There is a certain greatness to films that know what they want to be and go out and execute that plan with panache. “John Wick: Chapter 2” is the sort of film that is going to turn off a lot of people at the very idea of a stylized Keanu Reeves-shoots-lots-of-people sequel. On the other hand, if you want an action movie where the blood flies, the fight sequences are enjoyable, and there’s just enough story and world building to keep you interested in the less gun-based moments, “John Wick: Chapter 2” is excellent.
Directed by Chad Stahelski, the sequel follows closely on the heels of the 2014 original, telling the tale of John Wick (Reeves), a man who was at one time the best assassin out there but left the world when he met the love of his life. In the first film, after losing his wife, Wick is pulled back into the assassin’s life (what was he going to do, they killed his dog). Now, in the second film, he’s finding more than a little trouble getting back out of the life as a debt he owes to one man, Santino D’Antonio (Riccardo Scamarcio), needs to be paid.

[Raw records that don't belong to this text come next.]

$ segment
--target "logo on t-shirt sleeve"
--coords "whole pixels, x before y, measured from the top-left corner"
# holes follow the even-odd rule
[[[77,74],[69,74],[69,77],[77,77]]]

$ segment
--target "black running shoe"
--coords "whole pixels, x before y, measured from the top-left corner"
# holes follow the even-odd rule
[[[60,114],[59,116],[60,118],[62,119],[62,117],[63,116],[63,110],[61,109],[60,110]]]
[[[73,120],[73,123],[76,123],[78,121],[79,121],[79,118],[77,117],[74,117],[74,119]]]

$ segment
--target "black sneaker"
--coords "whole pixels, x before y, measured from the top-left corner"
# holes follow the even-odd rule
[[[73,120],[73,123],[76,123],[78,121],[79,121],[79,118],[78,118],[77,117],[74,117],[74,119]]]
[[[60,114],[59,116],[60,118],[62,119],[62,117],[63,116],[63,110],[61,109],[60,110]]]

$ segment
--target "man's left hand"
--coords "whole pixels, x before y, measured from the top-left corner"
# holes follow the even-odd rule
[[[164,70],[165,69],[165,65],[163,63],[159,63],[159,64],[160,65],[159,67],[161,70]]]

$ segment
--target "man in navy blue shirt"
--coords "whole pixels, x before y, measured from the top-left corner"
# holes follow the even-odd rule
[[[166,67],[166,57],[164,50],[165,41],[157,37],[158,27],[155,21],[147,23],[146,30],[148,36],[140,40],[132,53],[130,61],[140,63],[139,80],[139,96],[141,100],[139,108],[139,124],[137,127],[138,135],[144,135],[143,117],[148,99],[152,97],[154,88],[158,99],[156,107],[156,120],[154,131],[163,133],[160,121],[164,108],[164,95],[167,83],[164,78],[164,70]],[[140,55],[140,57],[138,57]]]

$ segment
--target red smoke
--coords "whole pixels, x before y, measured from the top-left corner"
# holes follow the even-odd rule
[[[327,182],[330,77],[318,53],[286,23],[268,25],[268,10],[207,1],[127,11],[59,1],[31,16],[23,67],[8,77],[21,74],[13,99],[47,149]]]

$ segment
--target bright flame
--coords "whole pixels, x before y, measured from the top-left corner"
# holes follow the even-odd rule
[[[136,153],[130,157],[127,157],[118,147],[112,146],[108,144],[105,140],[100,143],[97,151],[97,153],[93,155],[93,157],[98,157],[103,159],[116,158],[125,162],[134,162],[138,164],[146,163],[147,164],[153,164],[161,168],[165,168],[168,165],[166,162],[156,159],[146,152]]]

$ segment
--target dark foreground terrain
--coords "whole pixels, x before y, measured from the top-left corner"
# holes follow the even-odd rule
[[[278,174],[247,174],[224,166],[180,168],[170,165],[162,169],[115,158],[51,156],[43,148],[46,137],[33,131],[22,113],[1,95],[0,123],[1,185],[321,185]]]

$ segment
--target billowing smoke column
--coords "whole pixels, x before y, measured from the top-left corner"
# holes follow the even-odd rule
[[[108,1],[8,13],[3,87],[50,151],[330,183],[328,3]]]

As one might expect from a sequel, “John Wick: Chapter 2” does indeed attempt to flesh out the world we saw in the original, and it is relatively successful in this goal. There is a shadowy organization that overseas all this assassin stuff which plays into the plot, and we are taken to a European hotel which follows the same rules as the one in New York, and we meet more members of whatever union this is that organizes all the killings. It doesn’t really all make sense on screen, but there is definitely an indication that someone, somewhere, has a ream of paper detailing just how the underworld in the film is organized. Presumably if/when we get “John Wick: Chapter 3,” more of the mechanics will be divulged.
Ian McShane and Lance Reddick both reprise their roles from the original film while added to the mix this time are the likes of Laurence Fishburne (in a “Matrix” reunion sure to please fans of both franchises), Common, and Ruby Rose. Wick goes up against the characters portrayed by these last two in some pretty energetic battles, and both Common and Rose are more than charismatic in their parts. One of the things this movie really does quite well is offer up the notion that everyone has a backstory, everyone has a history, and those in the audience will certainly want to know more about all these folks.
Is it silly? Oh, absolutely – “John Wick: Chapter 2” is downright silly, but it is a movie that is well aware of its own over the top nature. That is, the movie is in on the joke, and because of that it all works better than it otherwise might.
The only thing Keanu and company take seriously here is the action – and that is tremendous. It is loud, it is brutal, and very exciting to watch unfold. You will read about it being called “gun fu,” but if you’re unfamiliar with the term or its origins, perhaps the best way to think about it is as almost ballet, but with guns. The action sequences are fast and moves are precise. It is all highly orchestrated in ways that would feel improbable in reality, but which succeed in the context of the film.
Working hand-in-hand with the action sequences is the look of the film (Dan Laustsen serves as DP). While many of the fights take place at night or in darkened areas, things are never so dark that blood can’t be seen flying from bodies when a bullet strikes them. While grotesque, it is also remarkably beautiful.
Whether intentional or not, there are definitely moments in the look of the movie which harken back to James Bond. This is particularly true of the film’s climax which feels a lot like moments from the Scaramanga-Bond fight in “Man with the Golden Gun” but through the lens of Roger Deakins’ work on “Skyfall.”
In short, if you like action movies, you’re going to love “John Wick: Chapter 2.” It is a movie that knows what its audience wants and delivers exactly that in spades. If, on the other hand, action films are not your thing, you’re not going to change your mind simply by watching this one. But, man, are you going to be missing out on something special.